Isabel Allende and Margaret Atwood are Just Some of the Writers Supporting a New Movement to Tackle Exile and Racism

By Maya Palit

Isabel Allende. Photo via Wikimedia Commons

“It’s very easy to create a sense of hatred when you talk numbers, but when you see the faces of people, when you look at them in the eye one by one, then the whole thing changes, and that’s what art and literature can do.”

This is Isabel Allende talking about the ways in which a new campaign led by writers and artists hopes to take a stand against xenophobia.

And she should know a thing or two about it, having been coerced into exile in Venezuela after receiving death threats in the aftermath of the 1973 military coup against her father’s cousin Salvador Allende.

The new international campaign, launched today, is called Make Space. It has been organised by PEN International, an association of writers from across a hundred countries. According to a report in The Guardian, the project aims to organise events, advocacy, and publications around the themes of displacement, political persecution as a result of dissent, asylum seeking, refugees, and the censorship of journalists and writers. It will also provide assistance for asylum applications, and is going to carry on for three years.
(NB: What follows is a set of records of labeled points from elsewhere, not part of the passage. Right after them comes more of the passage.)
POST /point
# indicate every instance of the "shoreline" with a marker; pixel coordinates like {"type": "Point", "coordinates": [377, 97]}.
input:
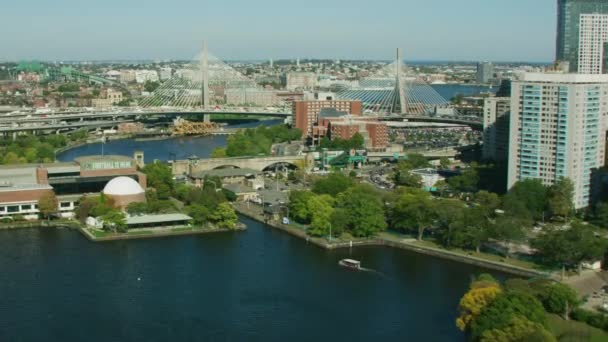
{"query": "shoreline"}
{"type": "Point", "coordinates": [385, 241]}
{"type": "Point", "coordinates": [159, 234]}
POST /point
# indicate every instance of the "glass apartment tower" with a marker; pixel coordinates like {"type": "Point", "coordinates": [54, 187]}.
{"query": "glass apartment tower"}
{"type": "Point", "coordinates": [557, 129]}
{"type": "Point", "coordinates": [568, 27]}
{"type": "Point", "coordinates": [593, 37]}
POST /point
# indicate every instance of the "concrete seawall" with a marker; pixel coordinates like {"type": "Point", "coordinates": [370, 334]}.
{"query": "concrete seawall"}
{"type": "Point", "coordinates": [388, 242]}
{"type": "Point", "coordinates": [153, 235]}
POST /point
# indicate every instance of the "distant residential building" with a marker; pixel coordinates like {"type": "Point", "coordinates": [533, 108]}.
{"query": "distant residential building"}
{"type": "Point", "coordinates": [568, 27]}
{"type": "Point", "coordinates": [374, 132]}
{"type": "Point", "coordinates": [301, 80]}
{"type": "Point", "coordinates": [557, 129]}
{"type": "Point", "coordinates": [127, 76]}
{"type": "Point", "coordinates": [165, 73]}
{"type": "Point", "coordinates": [251, 97]}
{"type": "Point", "coordinates": [485, 72]}
{"type": "Point", "coordinates": [496, 128]}
{"type": "Point", "coordinates": [429, 177]}
{"type": "Point", "coordinates": [130, 127]}
{"type": "Point", "coordinates": [142, 76]}
{"type": "Point", "coordinates": [107, 98]}
{"type": "Point", "coordinates": [113, 75]}
{"type": "Point", "coordinates": [306, 113]}
{"type": "Point", "coordinates": [593, 37]}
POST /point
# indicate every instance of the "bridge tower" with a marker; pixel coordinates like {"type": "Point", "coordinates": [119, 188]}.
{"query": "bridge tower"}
{"type": "Point", "coordinates": [400, 105]}
{"type": "Point", "coordinates": [205, 81]}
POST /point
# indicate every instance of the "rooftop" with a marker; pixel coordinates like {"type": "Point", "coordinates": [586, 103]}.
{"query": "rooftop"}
{"type": "Point", "coordinates": [561, 77]}
{"type": "Point", "coordinates": [239, 188]}
{"type": "Point", "coordinates": [233, 172]}
{"type": "Point", "coordinates": [88, 159]}
{"type": "Point", "coordinates": [160, 218]}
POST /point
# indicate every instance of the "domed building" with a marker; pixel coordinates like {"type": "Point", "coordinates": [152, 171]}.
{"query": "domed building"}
{"type": "Point", "coordinates": [124, 191]}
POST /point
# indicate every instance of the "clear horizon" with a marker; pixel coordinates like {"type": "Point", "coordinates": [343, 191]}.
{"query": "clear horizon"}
{"type": "Point", "coordinates": [433, 31]}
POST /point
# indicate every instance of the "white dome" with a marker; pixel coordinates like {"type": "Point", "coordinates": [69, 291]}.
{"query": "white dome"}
{"type": "Point", "coordinates": [123, 186]}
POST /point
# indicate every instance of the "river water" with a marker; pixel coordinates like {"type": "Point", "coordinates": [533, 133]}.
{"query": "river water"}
{"type": "Point", "coordinates": [258, 285]}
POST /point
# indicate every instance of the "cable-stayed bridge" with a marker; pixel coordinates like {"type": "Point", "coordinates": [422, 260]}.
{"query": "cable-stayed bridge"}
{"type": "Point", "coordinates": [208, 86]}
{"type": "Point", "coordinates": [207, 81]}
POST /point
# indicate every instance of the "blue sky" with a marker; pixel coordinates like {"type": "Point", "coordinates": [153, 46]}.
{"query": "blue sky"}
{"type": "Point", "coordinates": [495, 30]}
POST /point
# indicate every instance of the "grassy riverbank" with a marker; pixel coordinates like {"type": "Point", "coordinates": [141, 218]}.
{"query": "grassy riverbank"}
{"type": "Point", "coordinates": [574, 331]}
{"type": "Point", "coordinates": [98, 235]}
{"type": "Point", "coordinates": [512, 266]}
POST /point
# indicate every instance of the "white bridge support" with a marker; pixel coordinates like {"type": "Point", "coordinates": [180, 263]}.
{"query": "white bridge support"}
{"type": "Point", "coordinates": [205, 81]}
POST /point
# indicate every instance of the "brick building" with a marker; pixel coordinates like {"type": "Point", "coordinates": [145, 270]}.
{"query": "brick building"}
{"type": "Point", "coordinates": [306, 113]}
{"type": "Point", "coordinates": [22, 186]}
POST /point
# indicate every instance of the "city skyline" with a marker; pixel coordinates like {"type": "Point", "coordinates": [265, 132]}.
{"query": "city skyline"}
{"type": "Point", "coordinates": [267, 29]}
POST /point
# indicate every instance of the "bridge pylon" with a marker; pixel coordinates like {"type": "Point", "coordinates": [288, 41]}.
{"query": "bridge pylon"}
{"type": "Point", "coordinates": [400, 101]}
{"type": "Point", "coordinates": [205, 81]}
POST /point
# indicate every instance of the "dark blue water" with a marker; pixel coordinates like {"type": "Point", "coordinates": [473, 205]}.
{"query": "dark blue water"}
{"type": "Point", "coordinates": [258, 285]}
{"type": "Point", "coordinates": [166, 149]}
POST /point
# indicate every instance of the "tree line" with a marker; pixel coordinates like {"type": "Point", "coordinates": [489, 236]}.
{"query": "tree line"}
{"type": "Point", "coordinates": [518, 309]}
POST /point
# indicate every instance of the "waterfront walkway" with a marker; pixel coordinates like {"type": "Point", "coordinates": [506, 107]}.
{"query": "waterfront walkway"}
{"type": "Point", "coordinates": [392, 240]}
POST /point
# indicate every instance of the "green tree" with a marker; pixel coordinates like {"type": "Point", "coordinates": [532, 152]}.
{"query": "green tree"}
{"type": "Point", "coordinates": [557, 298]}
{"type": "Point", "coordinates": [526, 198]}
{"type": "Point", "coordinates": [413, 161]}
{"type": "Point", "coordinates": [160, 177]}
{"type": "Point", "coordinates": [219, 152]}
{"type": "Point", "coordinates": [518, 329]}
{"type": "Point", "coordinates": [414, 211]}
{"type": "Point", "coordinates": [137, 208]}
{"type": "Point", "coordinates": [448, 214]}
{"type": "Point", "coordinates": [445, 163]}
{"type": "Point", "coordinates": [333, 184]}
{"type": "Point", "coordinates": [508, 229]}
{"type": "Point", "coordinates": [472, 230]}
{"type": "Point", "coordinates": [360, 211]}
{"type": "Point", "coordinates": [482, 292]}
{"type": "Point", "coordinates": [224, 216]}
{"type": "Point", "coordinates": [115, 221]}
{"type": "Point", "coordinates": [559, 198]}
{"type": "Point", "coordinates": [601, 214]}
{"type": "Point", "coordinates": [85, 206]}
{"type": "Point", "coordinates": [468, 181]}
{"type": "Point", "coordinates": [48, 204]}
{"type": "Point", "coordinates": [151, 86]}
{"type": "Point", "coordinates": [408, 179]}
{"type": "Point", "coordinates": [561, 247]}
{"type": "Point", "coordinates": [199, 213]}
{"type": "Point", "coordinates": [321, 210]}
{"type": "Point", "coordinates": [499, 314]}
{"type": "Point", "coordinates": [298, 206]}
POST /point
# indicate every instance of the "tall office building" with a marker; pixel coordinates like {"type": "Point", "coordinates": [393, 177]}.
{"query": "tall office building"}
{"type": "Point", "coordinates": [593, 36]}
{"type": "Point", "coordinates": [557, 129]}
{"type": "Point", "coordinates": [485, 72]}
{"type": "Point", "coordinates": [496, 128]}
{"type": "Point", "coordinates": [568, 27]}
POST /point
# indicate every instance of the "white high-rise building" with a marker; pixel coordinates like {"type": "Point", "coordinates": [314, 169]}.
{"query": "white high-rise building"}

If you’re wondering why these writers only just decided to get proactive the first paragraph of the opening statement clarifies the motives behind holding the movement today:

Our world is in crisis. People have always been forced to move against their will: they’ve fled wars and natural disasters, persecution and violence. But never before has the forced movement of people occurred at such a rate. 1 in 113 people in the world today have been driven from their homes. Simultaneously, a rising climate of nationalistic xenophobia among host nations has made resettlement for those who’ve experienced forced displacement increasingly dangerous and uncertain.